Keeping Up With "Cognitive Fitness" at SharpBrains

Colin T. Son, MD


October 20, 2009

In function, and even pathology, the brain is an incredible thing.

Modern medicine continues to make new discoveries about how the human brain works and how best to preserve knowledge and memory. Indeed, one of the fastest growing areas of neuroscience is in the field of "cognitive fitness."

To help navigate the field, consider a visit to SharpBrains. Founded by Alvaro Fernandez and Dr. Elkhonon Goldberg, SharpBrains, the company, is a market research and advisory services firm covering the growing cognitive-fitness market. SharpBrains, the Website, offers educational blogs and tools to help keep the brain in good working order.

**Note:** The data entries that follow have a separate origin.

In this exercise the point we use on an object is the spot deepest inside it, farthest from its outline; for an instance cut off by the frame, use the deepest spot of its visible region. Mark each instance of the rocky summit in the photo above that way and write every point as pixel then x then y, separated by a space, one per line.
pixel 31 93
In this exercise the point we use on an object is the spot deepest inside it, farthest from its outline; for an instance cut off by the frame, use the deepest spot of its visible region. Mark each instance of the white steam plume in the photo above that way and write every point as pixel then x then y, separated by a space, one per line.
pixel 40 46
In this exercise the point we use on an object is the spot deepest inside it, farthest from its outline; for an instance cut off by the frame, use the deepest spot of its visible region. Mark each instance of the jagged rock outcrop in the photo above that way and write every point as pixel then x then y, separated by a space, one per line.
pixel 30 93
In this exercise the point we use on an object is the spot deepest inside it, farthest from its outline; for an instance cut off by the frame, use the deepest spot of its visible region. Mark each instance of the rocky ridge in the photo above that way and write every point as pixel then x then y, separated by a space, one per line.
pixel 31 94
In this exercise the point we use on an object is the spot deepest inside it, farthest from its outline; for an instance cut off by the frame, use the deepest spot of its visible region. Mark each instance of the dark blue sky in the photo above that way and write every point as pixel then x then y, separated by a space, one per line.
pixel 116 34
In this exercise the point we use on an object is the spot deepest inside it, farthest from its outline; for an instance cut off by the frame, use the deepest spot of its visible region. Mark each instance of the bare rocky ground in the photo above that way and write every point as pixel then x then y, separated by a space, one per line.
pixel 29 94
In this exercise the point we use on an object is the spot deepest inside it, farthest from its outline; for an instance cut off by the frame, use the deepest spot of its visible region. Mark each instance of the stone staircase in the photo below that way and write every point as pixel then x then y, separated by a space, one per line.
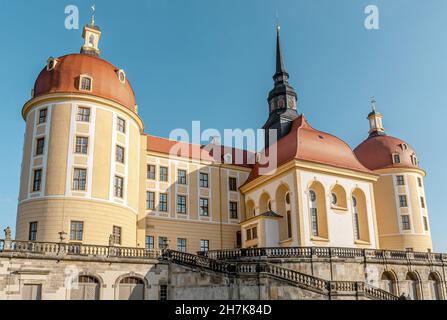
pixel 328 288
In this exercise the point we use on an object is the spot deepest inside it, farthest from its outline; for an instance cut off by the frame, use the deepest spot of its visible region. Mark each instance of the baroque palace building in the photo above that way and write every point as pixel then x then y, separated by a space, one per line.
pixel 93 184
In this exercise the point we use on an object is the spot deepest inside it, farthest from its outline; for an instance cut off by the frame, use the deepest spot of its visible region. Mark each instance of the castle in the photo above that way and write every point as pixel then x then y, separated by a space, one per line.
pixel 92 178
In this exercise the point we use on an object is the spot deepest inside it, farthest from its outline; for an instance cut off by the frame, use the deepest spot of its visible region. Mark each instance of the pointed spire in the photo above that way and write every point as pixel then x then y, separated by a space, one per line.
pixel 281 74
pixel 375 121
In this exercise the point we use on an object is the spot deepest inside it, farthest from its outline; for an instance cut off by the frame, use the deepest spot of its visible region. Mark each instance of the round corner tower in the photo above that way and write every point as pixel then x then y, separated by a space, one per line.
pixel 401 207
pixel 81 156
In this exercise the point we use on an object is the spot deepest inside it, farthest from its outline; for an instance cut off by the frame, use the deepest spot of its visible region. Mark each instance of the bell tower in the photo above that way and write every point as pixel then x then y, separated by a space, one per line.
pixel 91 35
pixel 282 99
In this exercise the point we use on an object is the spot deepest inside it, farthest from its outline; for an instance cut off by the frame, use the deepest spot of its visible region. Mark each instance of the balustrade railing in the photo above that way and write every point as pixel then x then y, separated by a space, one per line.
pixel 70 249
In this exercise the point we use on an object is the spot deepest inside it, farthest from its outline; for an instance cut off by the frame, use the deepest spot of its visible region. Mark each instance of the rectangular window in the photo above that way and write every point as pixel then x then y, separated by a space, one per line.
pixel 117 234
pixel 204 245
pixel 32 234
pixel 83 114
pixel 81 145
pixel 40 146
pixel 79 179
pixel 163 174
pixel 232 183
pixel 163 292
pixel 419 182
pixel 119 184
pixel 43 115
pixel 121 125
pixel 150 200
pixel 425 223
pixel 162 243
pixel 150 242
pixel 76 230
pixel 204 180
pixel 400 180
pixel 181 245
pixel 233 210
pixel 181 204
pixel 403 201
pixel 37 181
pixel 204 210
pixel 314 221
pixel 406 222
pixel 181 176
pixel 119 154
pixel 151 172
pixel 163 205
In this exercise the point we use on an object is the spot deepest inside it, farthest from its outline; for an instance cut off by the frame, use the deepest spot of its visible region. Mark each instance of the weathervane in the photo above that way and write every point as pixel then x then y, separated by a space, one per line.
pixel 93 15
pixel 373 103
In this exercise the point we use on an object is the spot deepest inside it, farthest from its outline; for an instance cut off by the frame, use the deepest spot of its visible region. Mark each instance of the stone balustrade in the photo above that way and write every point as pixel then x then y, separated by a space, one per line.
pixel 70 249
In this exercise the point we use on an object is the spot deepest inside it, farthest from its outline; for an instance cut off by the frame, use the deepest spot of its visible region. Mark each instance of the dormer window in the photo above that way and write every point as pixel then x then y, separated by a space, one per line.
pixel 85 83
pixel 121 75
pixel 51 64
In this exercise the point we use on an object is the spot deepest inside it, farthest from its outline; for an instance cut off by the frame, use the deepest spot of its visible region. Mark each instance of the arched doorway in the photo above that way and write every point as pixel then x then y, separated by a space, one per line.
pixel 131 288
pixel 389 282
pixel 87 289
pixel 434 283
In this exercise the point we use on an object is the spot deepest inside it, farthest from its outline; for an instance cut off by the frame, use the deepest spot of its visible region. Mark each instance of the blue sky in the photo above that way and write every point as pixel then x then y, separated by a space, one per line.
pixel 212 60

The site offers brain teasers, interviews with prominent neuroscientists, and a glossary of cognitive terms, among other resources.

SharpBrains hosts Grand Rounds
on October 20, 2009.

Brain fitness is expected to become increasingly important as the world faces an aging population and a predicted rise in cognitive diseases such as Alzheimer's. There is good evidence that cognitive exercises and activities help stave off dementias and memory loss.

As published in the SharpBrains blog entry "Education AND Lifelong Cognitive Activities Build Cognitive Reserve and Delay Memory Loss", cognitive training is now considered a part of healthy aging:

[F]or every "activity day" (participation in one activity for one day a week) the subjects engaged in, they delayed for about two months the onset of rapid memory loss associated with dementia. Interestingly, the positive effect of brain-stimulating activities in this study appeared to be independent of a person's level of education.

This is great news as it suggests that it is never too late to try to build up brain reserve. The more brain stimulating activities one does and the more often, the better for a stronger cognitive reserve

The cognitive reserve hypothesis suggests that individuals with more cognitive reserve can experience more Alzheimer's disease pathology in the brain (more plaques and tangles) without developing Alzheimer's disease symptoms.

Recently, Mr. Fernandez and Dr. Goldberg collaborated on a printed version of their research. As testament to the popularity of the subject, The SharpBrain's Guide to Brain Fitness: 18 Interviews with Scientists, Practical Advice, and Product Reviews, To Keep Your Brain Sharp has broken the top 10 on Amazon in the preventative health category.

Check out this week's edition of Grand Rounds at SharpBrains, which will focus on -- naturally -- advances in cognitive science.

Grand Rounds is a summary of the best from the medical blogosphere each week. It features posts from physicians, scientists, nurses, patients, and others.